10th International Conference on Agricultural Statistics

10th International Conference on Agricultural Statistics

Mapping Rice in Viet Nam: Estimating rice area using remote sensing and area frame survey methods in An Giang, Viet Nam

Author

AB
Mr Anthony Burgard

Co-author

  • A
    Anthony Burgard
  • A
    Arturo Pacificador
  • D
    Do Thi Thu Ha
  • T
    Takaaki Masaki
  • P
    Pamela Lapitan
  • A
    Anna Christine De Padua Durante

Conference

10th International Conference on Agricultural Statistics

Format: CPS Paper - ICAS 2026

Keywords: "model-assisted, machine learning, remote sensing, rice area mapping, sampling frame, vietnam

Abstract

Rice cultivation plays a key role in Viet Nam’s agricultural sector, contributing significantly to the country’s food security and economic livelihoods. In An Giang province, one of the country’s main rice-producing regions, accurate and timely mapping of rice cultivation areas is essential for economic planning and disaster monitoring. This study aimed to map the rice cultivation area in An Giang province during the summer-autumn season of 2024, using remote sensing and machine learning methods, the Japan Aerospace Exploration Agency’s International Asian Harvest Monitoring System for Rice (INAHOR), and grid-based area sampling techniques to design an effective ground truth sample and compare rice area estimates.

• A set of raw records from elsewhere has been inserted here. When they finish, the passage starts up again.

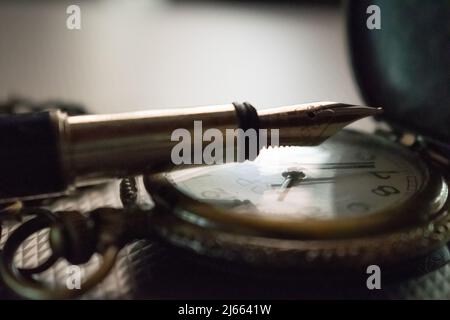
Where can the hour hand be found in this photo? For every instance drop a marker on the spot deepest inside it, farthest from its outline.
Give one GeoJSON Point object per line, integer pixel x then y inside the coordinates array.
{"type": "Point", "coordinates": [291, 177]}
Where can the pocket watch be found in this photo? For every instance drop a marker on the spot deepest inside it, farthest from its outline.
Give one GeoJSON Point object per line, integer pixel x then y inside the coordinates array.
{"type": "Point", "coordinates": [357, 199]}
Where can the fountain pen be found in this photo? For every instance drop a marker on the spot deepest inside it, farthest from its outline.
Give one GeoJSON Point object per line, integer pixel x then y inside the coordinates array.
{"type": "Point", "coordinates": [48, 153]}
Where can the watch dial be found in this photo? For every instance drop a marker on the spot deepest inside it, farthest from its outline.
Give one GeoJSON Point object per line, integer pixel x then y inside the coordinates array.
{"type": "Point", "coordinates": [351, 174]}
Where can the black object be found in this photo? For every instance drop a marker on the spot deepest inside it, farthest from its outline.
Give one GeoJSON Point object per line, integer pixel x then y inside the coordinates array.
{"type": "Point", "coordinates": [404, 67]}
{"type": "Point", "coordinates": [37, 166]}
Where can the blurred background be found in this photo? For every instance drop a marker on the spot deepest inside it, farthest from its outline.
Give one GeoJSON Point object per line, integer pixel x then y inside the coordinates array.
{"type": "Point", "coordinates": [133, 55]}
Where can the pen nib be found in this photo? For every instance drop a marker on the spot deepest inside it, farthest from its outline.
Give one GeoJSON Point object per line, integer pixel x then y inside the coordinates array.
{"type": "Point", "coordinates": [311, 124]}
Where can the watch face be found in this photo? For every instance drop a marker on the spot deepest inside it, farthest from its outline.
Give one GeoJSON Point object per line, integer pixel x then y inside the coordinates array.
{"type": "Point", "coordinates": [350, 175]}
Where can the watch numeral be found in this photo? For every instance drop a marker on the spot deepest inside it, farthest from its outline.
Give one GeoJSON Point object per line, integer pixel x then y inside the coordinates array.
{"type": "Point", "coordinates": [383, 174]}
{"type": "Point", "coordinates": [358, 207]}
{"type": "Point", "coordinates": [385, 191]}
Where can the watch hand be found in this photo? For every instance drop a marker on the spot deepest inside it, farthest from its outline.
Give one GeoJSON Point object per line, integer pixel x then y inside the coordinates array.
{"type": "Point", "coordinates": [342, 165]}
{"type": "Point", "coordinates": [309, 180]}
{"type": "Point", "coordinates": [228, 204]}
{"type": "Point", "coordinates": [291, 177]}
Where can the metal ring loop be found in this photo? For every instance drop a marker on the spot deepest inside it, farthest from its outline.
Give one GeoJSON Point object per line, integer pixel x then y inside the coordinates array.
{"type": "Point", "coordinates": [20, 280]}
{"type": "Point", "coordinates": [44, 219]}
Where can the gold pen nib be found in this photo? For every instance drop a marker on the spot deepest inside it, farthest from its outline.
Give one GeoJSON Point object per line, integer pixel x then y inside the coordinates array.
{"type": "Point", "coordinates": [311, 124]}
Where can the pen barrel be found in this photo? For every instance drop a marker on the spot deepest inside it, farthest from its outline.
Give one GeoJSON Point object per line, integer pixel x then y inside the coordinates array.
{"type": "Point", "coordinates": [105, 146]}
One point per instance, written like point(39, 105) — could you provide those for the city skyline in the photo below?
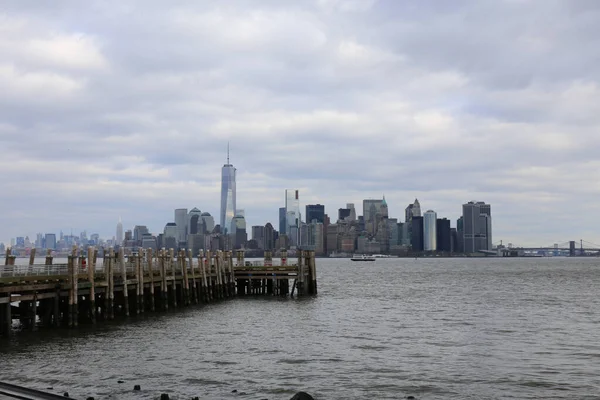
point(341, 100)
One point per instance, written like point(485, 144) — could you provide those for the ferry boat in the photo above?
point(362, 257)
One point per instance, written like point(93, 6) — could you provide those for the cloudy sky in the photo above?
point(125, 108)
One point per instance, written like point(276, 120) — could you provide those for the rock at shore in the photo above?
point(302, 396)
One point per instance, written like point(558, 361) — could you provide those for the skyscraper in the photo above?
point(417, 234)
point(352, 215)
point(374, 211)
point(120, 232)
point(181, 220)
point(430, 231)
point(282, 220)
point(444, 235)
point(292, 216)
point(477, 226)
point(194, 221)
point(315, 211)
point(227, 195)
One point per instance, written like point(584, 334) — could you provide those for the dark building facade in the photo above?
point(269, 237)
point(417, 234)
point(282, 220)
point(444, 237)
point(343, 213)
point(315, 211)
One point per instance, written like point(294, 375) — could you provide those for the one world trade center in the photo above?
point(227, 195)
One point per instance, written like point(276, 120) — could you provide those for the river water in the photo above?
point(433, 329)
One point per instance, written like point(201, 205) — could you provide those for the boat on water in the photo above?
point(362, 257)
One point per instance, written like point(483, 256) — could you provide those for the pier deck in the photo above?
point(87, 289)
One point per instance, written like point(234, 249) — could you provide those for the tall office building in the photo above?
point(315, 211)
point(194, 222)
point(477, 226)
point(258, 234)
point(208, 222)
point(292, 216)
point(269, 237)
point(429, 231)
point(227, 195)
point(170, 236)
point(444, 235)
point(352, 216)
point(343, 214)
point(50, 241)
point(238, 233)
point(120, 232)
point(374, 211)
point(417, 234)
point(138, 232)
point(181, 220)
point(282, 220)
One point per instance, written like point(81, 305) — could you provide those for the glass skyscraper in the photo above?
point(430, 231)
point(227, 196)
point(292, 213)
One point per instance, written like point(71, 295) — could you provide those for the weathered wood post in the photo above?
point(209, 288)
point(173, 277)
point(111, 285)
point(150, 277)
point(225, 269)
point(91, 279)
point(203, 263)
point(34, 312)
point(32, 257)
point(218, 269)
point(232, 273)
point(301, 268)
point(313, 274)
point(163, 276)
point(185, 287)
point(139, 278)
point(242, 284)
point(73, 266)
point(194, 293)
point(6, 323)
point(48, 257)
point(123, 268)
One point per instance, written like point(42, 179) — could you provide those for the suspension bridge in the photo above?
point(571, 248)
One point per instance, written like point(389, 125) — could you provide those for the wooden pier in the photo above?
point(88, 289)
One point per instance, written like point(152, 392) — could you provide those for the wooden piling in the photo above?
point(139, 287)
point(218, 271)
point(111, 284)
point(34, 312)
point(48, 257)
point(91, 278)
point(173, 282)
point(163, 275)
point(203, 266)
point(32, 256)
point(313, 274)
point(185, 287)
point(6, 323)
point(151, 277)
point(301, 270)
point(194, 287)
point(123, 269)
point(209, 287)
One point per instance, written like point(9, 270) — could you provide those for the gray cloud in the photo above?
point(109, 110)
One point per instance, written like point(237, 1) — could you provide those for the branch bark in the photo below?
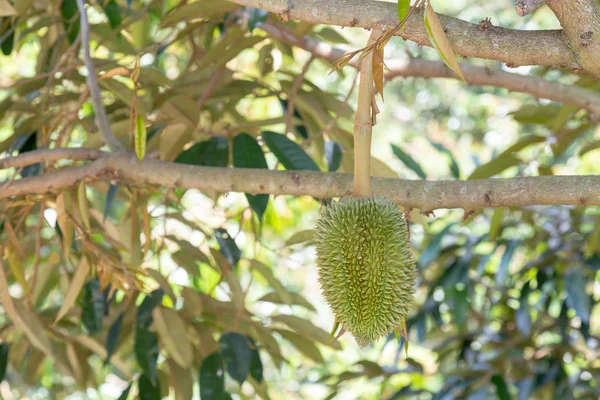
point(101, 118)
point(580, 20)
point(424, 195)
point(483, 76)
point(49, 155)
point(514, 47)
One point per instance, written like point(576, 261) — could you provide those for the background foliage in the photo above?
point(110, 291)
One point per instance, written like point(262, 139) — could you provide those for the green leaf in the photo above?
point(125, 393)
point(256, 367)
point(306, 328)
point(248, 154)
point(213, 153)
point(296, 299)
point(112, 11)
point(494, 167)
point(140, 137)
point(506, 159)
point(4, 348)
point(303, 345)
point(439, 40)
point(577, 297)
point(403, 9)
point(454, 169)
point(522, 315)
point(496, 222)
point(501, 389)
point(409, 161)
point(256, 17)
point(228, 246)
point(7, 43)
point(145, 342)
point(212, 378)
point(432, 251)
point(92, 311)
point(503, 268)
point(236, 354)
point(114, 333)
point(70, 14)
point(288, 152)
point(460, 306)
point(333, 154)
point(148, 390)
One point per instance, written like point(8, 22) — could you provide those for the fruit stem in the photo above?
point(363, 124)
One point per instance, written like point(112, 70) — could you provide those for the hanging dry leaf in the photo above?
point(440, 42)
point(172, 333)
point(79, 279)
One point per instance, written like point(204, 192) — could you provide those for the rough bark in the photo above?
point(425, 195)
point(514, 47)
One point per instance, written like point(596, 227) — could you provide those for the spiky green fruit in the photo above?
point(366, 270)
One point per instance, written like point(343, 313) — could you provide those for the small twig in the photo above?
point(212, 85)
point(294, 93)
point(101, 118)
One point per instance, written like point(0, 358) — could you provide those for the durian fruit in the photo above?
point(365, 265)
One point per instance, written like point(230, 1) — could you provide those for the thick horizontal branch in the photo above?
point(515, 47)
point(49, 155)
point(482, 76)
point(580, 20)
point(424, 195)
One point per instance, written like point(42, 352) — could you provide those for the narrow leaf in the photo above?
point(228, 246)
point(248, 154)
point(4, 348)
point(256, 367)
point(6, 10)
point(79, 278)
point(70, 14)
point(146, 342)
point(93, 307)
point(403, 8)
point(112, 11)
point(409, 161)
point(148, 390)
point(110, 196)
point(236, 354)
point(140, 137)
point(114, 333)
point(83, 205)
point(288, 152)
point(125, 394)
point(172, 332)
point(439, 40)
point(212, 378)
point(212, 153)
point(577, 298)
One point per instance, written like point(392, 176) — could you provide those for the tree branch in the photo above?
point(49, 155)
point(580, 20)
point(538, 87)
point(511, 46)
point(526, 7)
point(101, 118)
point(425, 195)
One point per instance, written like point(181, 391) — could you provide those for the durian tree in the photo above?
point(284, 199)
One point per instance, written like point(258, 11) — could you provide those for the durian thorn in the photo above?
point(339, 335)
point(336, 325)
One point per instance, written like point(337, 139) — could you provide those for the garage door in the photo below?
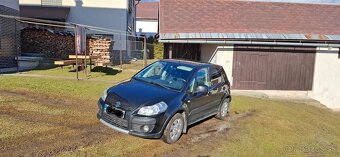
point(273, 68)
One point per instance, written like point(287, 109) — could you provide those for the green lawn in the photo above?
point(57, 117)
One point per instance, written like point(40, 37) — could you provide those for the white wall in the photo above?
point(86, 3)
point(147, 26)
point(14, 4)
point(326, 85)
point(221, 55)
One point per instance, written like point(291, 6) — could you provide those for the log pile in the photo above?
point(47, 42)
point(61, 44)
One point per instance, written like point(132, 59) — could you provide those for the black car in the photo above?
point(166, 97)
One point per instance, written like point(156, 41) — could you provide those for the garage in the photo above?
point(273, 67)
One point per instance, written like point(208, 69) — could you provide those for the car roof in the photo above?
point(192, 64)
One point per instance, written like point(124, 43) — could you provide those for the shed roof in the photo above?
point(305, 21)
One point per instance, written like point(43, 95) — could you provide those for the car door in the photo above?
point(217, 87)
point(199, 106)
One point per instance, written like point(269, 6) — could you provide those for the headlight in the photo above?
point(104, 94)
point(153, 110)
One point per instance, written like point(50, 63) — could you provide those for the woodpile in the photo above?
point(47, 42)
point(60, 44)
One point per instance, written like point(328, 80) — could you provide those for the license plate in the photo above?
point(115, 111)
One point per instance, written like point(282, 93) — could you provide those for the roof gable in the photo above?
point(230, 16)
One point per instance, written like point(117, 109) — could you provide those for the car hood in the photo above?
point(137, 93)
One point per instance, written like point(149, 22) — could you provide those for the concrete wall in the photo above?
point(14, 4)
point(221, 55)
point(326, 85)
point(9, 34)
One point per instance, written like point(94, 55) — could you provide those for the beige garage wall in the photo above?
point(219, 54)
point(326, 85)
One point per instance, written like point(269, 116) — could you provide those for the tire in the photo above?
point(174, 129)
point(223, 111)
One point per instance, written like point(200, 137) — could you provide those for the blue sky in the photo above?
point(302, 1)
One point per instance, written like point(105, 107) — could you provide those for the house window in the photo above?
point(131, 5)
point(216, 76)
point(51, 2)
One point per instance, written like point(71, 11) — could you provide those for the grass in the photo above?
point(49, 116)
point(283, 129)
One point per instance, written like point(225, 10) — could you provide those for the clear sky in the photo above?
point(301, 1)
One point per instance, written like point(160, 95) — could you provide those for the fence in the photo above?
point(48, 41)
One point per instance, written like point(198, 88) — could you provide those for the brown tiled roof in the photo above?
point(231, 16)
point(147, 10)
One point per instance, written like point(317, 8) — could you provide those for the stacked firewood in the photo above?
point(47, 42)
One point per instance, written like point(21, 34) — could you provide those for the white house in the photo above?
point(262, 45)
point(147, 18)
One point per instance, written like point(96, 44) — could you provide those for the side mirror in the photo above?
point(201, 91)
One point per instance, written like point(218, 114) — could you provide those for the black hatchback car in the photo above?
point(166, 97)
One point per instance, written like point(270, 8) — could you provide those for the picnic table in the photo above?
point(83, 59)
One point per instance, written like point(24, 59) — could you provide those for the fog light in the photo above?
point(145, 128)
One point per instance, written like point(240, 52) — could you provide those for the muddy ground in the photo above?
point(71, 133)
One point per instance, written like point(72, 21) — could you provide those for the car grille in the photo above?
point(114, 120)
point(112, 99)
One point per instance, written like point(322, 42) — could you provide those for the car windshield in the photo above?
point(166, 74)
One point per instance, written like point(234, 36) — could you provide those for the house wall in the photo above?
point(326, 86)
point(147, 26)
point(219, 54)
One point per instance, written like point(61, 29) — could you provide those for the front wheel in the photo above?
point(223, 110)
point(174, 129)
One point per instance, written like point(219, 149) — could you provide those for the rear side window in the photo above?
point(216, 76)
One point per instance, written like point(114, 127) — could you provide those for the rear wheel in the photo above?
point(174, 129)
point(223, 110)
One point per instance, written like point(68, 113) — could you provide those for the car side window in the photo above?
point(191, 86)
point(216, 76)
point(202, 77)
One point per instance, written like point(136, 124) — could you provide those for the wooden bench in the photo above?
point(102, 64)
point(62, 63)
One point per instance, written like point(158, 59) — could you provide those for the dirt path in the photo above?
point(70, 133)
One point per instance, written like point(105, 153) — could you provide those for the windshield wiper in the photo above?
point(154, 83)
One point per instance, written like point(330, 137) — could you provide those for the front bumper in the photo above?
point(134, 124)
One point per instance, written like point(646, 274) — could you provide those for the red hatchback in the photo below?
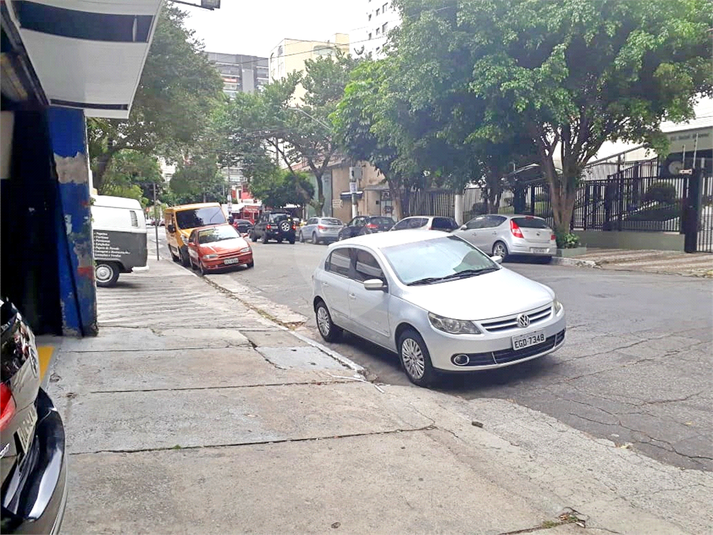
point(217, 247)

Our remote sensing-based jackknife estimate of the rice cultivation area in An Giang province for the summer-autumn season is 2,500.10 square km2 (coefficient of variation [CV] 0.19%), with an overall accuracy of 95.3%. This is consistent with area estimates derived from the area sampling approach using the expansion estimator (2,517.63 sq km2, CV 8.04%), the ratio estimator (2,444.51 sq km2, CV 5.02%) and the adjusted ratio estimator (2,501.06 sq km2, CV 0.3%) for comparison. Our estimates further align with the administrative report of the National Statistics Office of Viet Nam, which indicated an area of 2,284.77 km2, approximately 9% lower than our remote sensing-based estimate. The study outcomes demonstrate the effectiveness of a more objective, design-based approach to remote sensing for rice area estimation.